Sur l’indemnité d’occupation
Le maintien dans les lieux postérieurement à la date d’expiration du bail constitue une faute civile ouvrant droit à réparation en ce qu’elle cause un préjudice certain pour le propriétaire dont l’occupation indue de son bien l’a privé de sa jouissance. Au-delà de cet aspect indemnitaire, l’indemnité d’occupation, qui est également de nature compensatoire, constitue une dette de jouissance correspondant à la valeur équitable des locaux.
Afin de préserver les intérêts du bailleur, il convient de fixer le montant de l’indemnité d’occupation due de la date de résiliation jusqu’au départ effectif des lieux par remise des clés, procès–verbal d’expulsion au montant du loyer indexé, taxes et charges révisées dument justifiées, qui auraient été payés si le bail s’était poursuivi, et de condamner Monsieur [L] [B] [W] au paiement de celle-ci.
Sur les demandes accessoires
Monsieur [L] [B] [W], parties perdantes, sera condamné aux dépens en application de l’article 696 du code de procédure civile, qui comprendront notamment le coût du commandement de payer, de l’assignation et de sa notification à la préfecture.

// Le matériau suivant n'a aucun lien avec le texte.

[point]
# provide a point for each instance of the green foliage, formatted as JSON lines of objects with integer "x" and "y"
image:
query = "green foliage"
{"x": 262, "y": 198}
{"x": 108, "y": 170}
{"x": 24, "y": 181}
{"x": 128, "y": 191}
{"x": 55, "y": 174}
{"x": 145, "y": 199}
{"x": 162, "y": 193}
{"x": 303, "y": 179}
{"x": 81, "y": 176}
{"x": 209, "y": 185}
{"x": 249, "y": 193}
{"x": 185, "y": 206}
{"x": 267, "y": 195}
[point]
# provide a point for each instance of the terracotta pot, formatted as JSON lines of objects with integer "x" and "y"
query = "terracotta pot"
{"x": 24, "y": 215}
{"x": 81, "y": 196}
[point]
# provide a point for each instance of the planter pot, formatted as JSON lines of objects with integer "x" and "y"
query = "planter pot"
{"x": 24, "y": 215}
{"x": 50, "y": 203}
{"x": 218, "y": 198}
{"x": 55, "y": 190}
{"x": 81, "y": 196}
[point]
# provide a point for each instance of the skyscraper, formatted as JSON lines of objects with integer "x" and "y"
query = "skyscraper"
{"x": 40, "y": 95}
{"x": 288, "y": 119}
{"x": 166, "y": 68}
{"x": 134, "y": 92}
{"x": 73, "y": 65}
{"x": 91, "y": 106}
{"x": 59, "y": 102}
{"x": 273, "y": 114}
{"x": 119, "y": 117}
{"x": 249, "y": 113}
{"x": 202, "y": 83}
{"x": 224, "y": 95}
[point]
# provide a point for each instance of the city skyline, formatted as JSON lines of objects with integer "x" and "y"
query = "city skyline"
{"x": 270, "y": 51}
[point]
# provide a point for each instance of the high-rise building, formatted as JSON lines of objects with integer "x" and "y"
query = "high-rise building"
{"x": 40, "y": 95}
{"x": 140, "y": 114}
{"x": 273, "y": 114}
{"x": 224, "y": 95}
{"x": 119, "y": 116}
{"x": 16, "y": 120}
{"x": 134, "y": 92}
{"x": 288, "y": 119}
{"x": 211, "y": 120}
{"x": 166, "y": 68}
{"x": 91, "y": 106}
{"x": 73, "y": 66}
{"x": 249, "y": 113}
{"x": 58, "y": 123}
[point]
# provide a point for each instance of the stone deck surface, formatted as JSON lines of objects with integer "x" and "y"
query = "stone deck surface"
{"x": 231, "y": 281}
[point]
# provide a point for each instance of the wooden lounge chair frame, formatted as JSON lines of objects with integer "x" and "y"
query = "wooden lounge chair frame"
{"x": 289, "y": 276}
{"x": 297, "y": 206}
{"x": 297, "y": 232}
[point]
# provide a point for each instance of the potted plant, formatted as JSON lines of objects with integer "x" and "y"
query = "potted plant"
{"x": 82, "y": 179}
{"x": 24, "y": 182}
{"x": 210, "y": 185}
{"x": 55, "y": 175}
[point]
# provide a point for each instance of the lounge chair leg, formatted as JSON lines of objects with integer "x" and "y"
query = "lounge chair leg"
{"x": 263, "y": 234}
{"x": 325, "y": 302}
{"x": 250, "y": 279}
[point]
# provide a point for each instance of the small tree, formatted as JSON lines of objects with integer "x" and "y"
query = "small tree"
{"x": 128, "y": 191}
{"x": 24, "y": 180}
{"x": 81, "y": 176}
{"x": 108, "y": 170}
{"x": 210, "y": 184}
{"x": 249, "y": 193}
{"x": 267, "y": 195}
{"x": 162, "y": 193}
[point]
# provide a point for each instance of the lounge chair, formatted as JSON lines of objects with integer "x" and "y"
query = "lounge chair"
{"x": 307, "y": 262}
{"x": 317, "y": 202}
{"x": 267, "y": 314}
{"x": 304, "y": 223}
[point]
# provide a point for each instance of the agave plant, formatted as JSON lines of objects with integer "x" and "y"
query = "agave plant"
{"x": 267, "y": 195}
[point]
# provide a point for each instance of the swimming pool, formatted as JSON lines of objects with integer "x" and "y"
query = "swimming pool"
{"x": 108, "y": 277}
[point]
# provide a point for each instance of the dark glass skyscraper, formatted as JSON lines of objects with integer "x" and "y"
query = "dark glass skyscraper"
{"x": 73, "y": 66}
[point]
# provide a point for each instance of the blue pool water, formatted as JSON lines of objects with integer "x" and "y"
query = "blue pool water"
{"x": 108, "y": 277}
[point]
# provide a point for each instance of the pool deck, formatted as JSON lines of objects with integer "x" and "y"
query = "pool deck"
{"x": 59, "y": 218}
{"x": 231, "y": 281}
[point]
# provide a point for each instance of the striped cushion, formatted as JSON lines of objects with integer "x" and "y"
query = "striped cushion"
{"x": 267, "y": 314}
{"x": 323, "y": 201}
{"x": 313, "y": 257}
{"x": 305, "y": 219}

En équité, il convient de débouter la SA [Adresse 4] de sa demande en application de l’article 700 du Code de Procédure Civile.
PAR CES MOTIFS
Nous, juge des contentieux de la protection, après débats en audience publique, par ordonnance réputée contradictoire mise à disposition au greffe et en premier ressort,
RENVOYONS les parties à se pourvoir et dès à présent vu les articles 834 et 835 du Code de Procédure Civile,
DÉCLARONS l’action en résiliation de bail et expulsion recevable,
CONSTATONS que les conditions d’acquisition de la clause résolutoire figurant au bail conclu entre les parties, concernant l’appartement à usage d’habitation situé [Adresse 2]) à [Localité 6], sont réunies à la date du 28 octobre 2024 à minuit,
ORDONNONS en conséquence à Monsieur [L] [B] [W], occupant sans droit ni titre depuis le 29 octobre 2024, de libérer les lieux et de restituer les clés dans le délai de quinze jours à compter de la signification du présent jugement,
DISONS qu’à défaut pour Monsieur [L] [B] [W] d’avoir volontairement libéré les lieux et restitué les clés dans ce délai, la SA D’HLM ELOGIE SIEMP pourra, deux mois après la signification d’un commandement de quitter les lieux, faire procéder à son expulsion ainsi qu’à celle de tous occupants de son chef, conformément à l’article L.412-1 du code des procédures civiles d’exécution, y compris le cas échéant avec le concours de la force publique,
DISONS que le sort des meubles sera régi conformément aux dispositions des articles L. 433-1 et L. 433-2 du code des procédures civiles d’exécution,
CONDAMNONS Monsieur [L] [B] [W] à verser à la SA [Adresse 4] la somme provisionnelle de 4055,51 euros, avec intérêts à taux légal sur la somme de 2172,40 euros à compter du commandement de payer et de la date de signification de la présente décision sur le surplus,
RAPPELONS que les paiements intervenus postérieurement au décompte viennent s’imputer sur les sommes dues conformément à l’article 1342-10 du code civil et viennent ainsi en déduction des condamnations ci-dessus prononcées,
CONDAMNONS Monsieur [L] [B] [W] à verser à la SA D’HLM ELOGIE SIEMP une indemnité mensuelle d’occupation provisionnelle d’un montant équivalent à celui du loyer, taxe et des charges, tels qu’ils auraient été dus si le contrat s’était poursuivi, à compter de la date de résiliation et jusqu’à la date de la libération effective et définitive des lieux (volontaire ou en suite de l’expulsion),
RAPPELONS que la présente décision bénéficie de l’exécution provisoire de droit,
ORDONNONS la communication à M. LE PREFET DE [Localité 5] de la présente décision,
DEBOUTONS les parties du surplus de leurs prétentions,
CONDAMNONS Monsieur [L] [B] [W] aux dépens comme visé dans la motivation,
DEBOUTONS la SA [Adresse 4] de sa demande en application de l’article 700 du Code de Procédure Civile.